Interview with Sir Trevor McDonald

Sheffield Doc/Fest may be over for another year, but Martin and I couldn’t bow out without posting our little interview with celebrated broadcaster Sir Trevor McDonald, whom we caught up with after his session ‘The Art of Access – From Palaces to Prisons’.

You’ve had an incredible career. Is there anything you’d still like to gain access to?

I’m getting to the point where… no. Well, there may well be. I’m not doing any more prison films. I’ve just done one in a woman’s prison and that’s the end.

Why, was it a harrowing experience?

I found that I couldn’t get some of these guys out of my head, and I don’t like that. They didn’t give me nightmares, or I didn’t lose sleep, or I didn’t become an alcoholic or anything… I just couldn’t wash them out of my head. One of the things that journalists do very well is… you know, in my job, I would travel from India to South Africa, and then, you know, go to Northern Ireland, and when somebody asks me ‘what were you doing last week?’, I’ve almost forgotten I was in India. We kind of move on and we wash things out of our heads very quickly. I couldn’t wash these guys out of my mind. And I’ve just done a woman’s prison thing and I couldn’t get over a kind of depression about seeing all these women.

Could you explain your sentiments towards them, considering why some of them are there? Do you empathise with them?
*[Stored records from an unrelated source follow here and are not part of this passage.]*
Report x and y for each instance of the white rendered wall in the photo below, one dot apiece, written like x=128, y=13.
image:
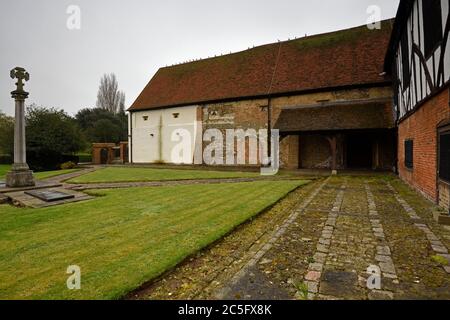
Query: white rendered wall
x=154, y=139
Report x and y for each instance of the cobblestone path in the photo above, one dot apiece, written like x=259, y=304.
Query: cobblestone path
x=336, y=238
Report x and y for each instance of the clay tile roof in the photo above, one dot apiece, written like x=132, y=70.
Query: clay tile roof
x=337, y=59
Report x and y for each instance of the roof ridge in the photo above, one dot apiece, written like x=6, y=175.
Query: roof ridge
x=306, y=37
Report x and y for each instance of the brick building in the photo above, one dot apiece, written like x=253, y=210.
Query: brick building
x=419, y=60
x=327, y=94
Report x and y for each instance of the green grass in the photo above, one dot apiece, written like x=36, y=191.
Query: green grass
x=121, y=174
x=4, y=168
x=121, y=239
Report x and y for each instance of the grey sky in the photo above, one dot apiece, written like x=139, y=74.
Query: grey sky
x=134, y=38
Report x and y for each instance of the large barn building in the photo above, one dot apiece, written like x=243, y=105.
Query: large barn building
x=327, y=94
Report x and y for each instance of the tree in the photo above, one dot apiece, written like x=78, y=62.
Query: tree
x=109, y=97
x=6, y=134
x=100, y=125
x=51, y=135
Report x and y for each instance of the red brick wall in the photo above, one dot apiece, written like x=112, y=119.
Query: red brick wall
x=421, y=126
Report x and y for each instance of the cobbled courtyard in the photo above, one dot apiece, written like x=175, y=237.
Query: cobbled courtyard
x=324, y=241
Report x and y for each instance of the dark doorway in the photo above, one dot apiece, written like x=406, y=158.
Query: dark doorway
x=104, y=156
x=359, y=151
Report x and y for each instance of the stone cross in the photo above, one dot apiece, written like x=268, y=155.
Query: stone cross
x=21, y=175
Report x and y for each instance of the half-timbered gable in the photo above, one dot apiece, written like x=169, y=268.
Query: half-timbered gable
x=419, y=60
x=419, y=53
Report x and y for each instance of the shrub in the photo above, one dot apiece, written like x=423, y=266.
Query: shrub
x=68, y=165
x=84, y=157
x=5, y=159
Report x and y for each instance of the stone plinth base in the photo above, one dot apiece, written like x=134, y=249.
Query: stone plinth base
x=18, y=179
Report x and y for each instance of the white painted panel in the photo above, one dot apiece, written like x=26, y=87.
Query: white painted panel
x=444, y=7
x=422, y=47
x=152, y=138
x=447, y=62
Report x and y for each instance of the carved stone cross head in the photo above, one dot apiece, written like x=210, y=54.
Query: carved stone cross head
x=20, y=74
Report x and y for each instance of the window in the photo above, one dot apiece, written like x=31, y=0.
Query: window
x=405, y=61
x=432, y=25
x=409, y=154
x=444, y=156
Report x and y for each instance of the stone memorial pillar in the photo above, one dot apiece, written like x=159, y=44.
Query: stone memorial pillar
x=20, y=175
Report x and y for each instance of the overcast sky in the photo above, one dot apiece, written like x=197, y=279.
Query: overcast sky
x=134, y=38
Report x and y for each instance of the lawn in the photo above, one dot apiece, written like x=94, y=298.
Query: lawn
x=122, y=238
x=122, y=174
x=4, y=168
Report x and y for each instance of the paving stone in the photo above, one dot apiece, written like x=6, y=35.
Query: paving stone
x=323, y=248
x=383, y=250
x=380, y=295
x=313, y=276
x=320, y=257
x=387, y=267
x=327, y=235
x=383, y=258
x=326, y=242
x=340, y=284
x=316, y=266
x=313, y=286
x=439, y=249
x=390, y=275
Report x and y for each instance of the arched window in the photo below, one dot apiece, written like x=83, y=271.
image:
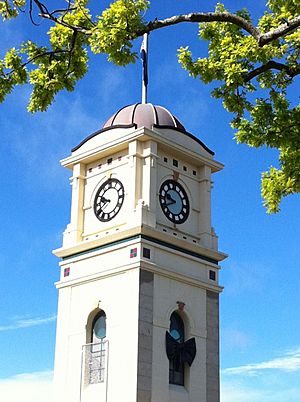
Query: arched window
x=99, y=327
x=176, y=367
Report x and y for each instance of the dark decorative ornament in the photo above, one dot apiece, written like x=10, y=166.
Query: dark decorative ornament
x=180, y=352
x=109, y=200
x=174, y=201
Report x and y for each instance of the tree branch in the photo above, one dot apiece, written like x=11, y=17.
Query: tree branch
x=262, y=39
x=203, y=17
x=271, y=65
x=279, y=32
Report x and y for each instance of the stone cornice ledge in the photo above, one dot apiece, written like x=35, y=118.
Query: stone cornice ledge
x=150, y=234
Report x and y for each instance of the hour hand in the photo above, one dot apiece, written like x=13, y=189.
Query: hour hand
x=169, y=200
x=103, y=200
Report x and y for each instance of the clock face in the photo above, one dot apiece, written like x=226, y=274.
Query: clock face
x=174, y=201
x=108, y=200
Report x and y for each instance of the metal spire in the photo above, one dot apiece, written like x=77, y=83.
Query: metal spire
x=144, y=57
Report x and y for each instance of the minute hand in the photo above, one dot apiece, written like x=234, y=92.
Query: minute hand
x=169, y=200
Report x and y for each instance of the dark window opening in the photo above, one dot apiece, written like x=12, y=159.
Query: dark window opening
x=176, y=368
x=146, y=252
x=99, y=327
x=212, y=275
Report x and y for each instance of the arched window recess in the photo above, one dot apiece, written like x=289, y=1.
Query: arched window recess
x=96, y=350
x=179, y=351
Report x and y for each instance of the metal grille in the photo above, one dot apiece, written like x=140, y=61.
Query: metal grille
x=94, y=355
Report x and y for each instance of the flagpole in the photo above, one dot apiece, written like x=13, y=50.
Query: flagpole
x=144, y=49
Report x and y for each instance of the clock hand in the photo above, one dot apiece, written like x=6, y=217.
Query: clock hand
x=169, y=200
x=104, y=200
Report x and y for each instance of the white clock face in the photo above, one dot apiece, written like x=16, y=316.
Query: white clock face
x=174, y=201
x=109, y=200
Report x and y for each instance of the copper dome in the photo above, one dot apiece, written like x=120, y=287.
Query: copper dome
x=144, y=115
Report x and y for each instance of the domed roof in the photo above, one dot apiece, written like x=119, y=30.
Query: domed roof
x=144, y=115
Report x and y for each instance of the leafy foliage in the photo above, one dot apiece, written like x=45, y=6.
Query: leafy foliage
x=254, y=67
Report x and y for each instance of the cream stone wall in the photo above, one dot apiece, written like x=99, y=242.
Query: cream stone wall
x=118, y=296
x=138, y=293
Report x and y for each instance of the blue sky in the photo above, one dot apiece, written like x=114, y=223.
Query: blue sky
x=260, y=319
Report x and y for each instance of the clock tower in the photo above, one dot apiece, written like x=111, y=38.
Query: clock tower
x=138, y=310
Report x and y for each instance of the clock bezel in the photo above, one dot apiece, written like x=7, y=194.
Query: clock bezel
x=174, y=185
x=98, y=211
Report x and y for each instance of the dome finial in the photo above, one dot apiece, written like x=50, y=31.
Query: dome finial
x=144, y=57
You know, I’m a wishy-washy liberal; I empathise with most of them. And having empathised with most of them I would say to somebody, one of the wardens, ‘you know that guy John, he was a really, really nice guy. What did he do?’ and the warden would reply, ‘he was a contract killer’. I thought, oh my god, I choose the wrong kind of company.
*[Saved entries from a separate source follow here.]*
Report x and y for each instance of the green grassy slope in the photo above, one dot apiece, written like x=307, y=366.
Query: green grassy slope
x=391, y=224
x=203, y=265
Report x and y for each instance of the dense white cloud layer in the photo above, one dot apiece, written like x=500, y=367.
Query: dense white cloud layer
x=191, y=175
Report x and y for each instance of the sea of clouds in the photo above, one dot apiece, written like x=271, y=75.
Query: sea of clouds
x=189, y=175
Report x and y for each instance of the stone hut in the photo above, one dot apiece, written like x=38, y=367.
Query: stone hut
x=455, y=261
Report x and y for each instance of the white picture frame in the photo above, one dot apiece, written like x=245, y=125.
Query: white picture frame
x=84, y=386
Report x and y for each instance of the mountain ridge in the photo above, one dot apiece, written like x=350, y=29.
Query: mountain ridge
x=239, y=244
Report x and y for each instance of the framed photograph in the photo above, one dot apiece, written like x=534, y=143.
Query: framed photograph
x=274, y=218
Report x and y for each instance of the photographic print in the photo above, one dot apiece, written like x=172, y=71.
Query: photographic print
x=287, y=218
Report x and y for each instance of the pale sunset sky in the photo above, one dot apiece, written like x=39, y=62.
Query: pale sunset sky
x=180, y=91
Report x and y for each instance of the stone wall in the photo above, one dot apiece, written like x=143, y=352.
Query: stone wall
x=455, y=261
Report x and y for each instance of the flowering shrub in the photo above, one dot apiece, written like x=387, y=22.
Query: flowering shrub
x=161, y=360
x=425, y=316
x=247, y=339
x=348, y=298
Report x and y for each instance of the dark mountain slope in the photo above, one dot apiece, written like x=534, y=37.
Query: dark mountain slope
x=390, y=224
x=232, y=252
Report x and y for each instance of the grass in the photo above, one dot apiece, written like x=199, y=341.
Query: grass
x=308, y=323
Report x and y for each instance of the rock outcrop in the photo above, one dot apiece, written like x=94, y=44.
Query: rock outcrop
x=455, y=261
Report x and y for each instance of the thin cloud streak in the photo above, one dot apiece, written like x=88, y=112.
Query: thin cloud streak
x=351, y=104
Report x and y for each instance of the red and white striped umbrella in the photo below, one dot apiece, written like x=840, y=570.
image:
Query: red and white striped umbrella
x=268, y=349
Is there, conversely, anything that you’ve been really, really proud of?

Well, I’ve been doing this for some time. There are three or four things that I’m really proud of.

Receiving your knighthood?

No, I mean, work really. I was terribly, terribly proud of the stuff I did in South Africa, and I was immensely proud, and I still have a lot of pictures, of my work with Mandela. To get to know him… I got to know him very well and I’m very proud of that.

And with everything that’s happening at the moment… How do you feel about it?

Well, he’s 95 and, unfortunately, we all die.

Yeah, unfortunately, we do. Well, on a final note, if we could ask one last question… Earlier we attended the session ‘The Art of the Interview’. Having interviewed so many people, could you pass on a tip?

It’s the core art in general, even when you go to ask somebody in the street, ‘what happened here?’. The core of everything we do is asking questions and getting information. You know, from that, or interviewing Saddam Hussein or Mandela or, whatever…

It does help to have a likeable voice, though!

I think you’ve also got to ask the right questions. You have to learn to find a way to get the right questions asked.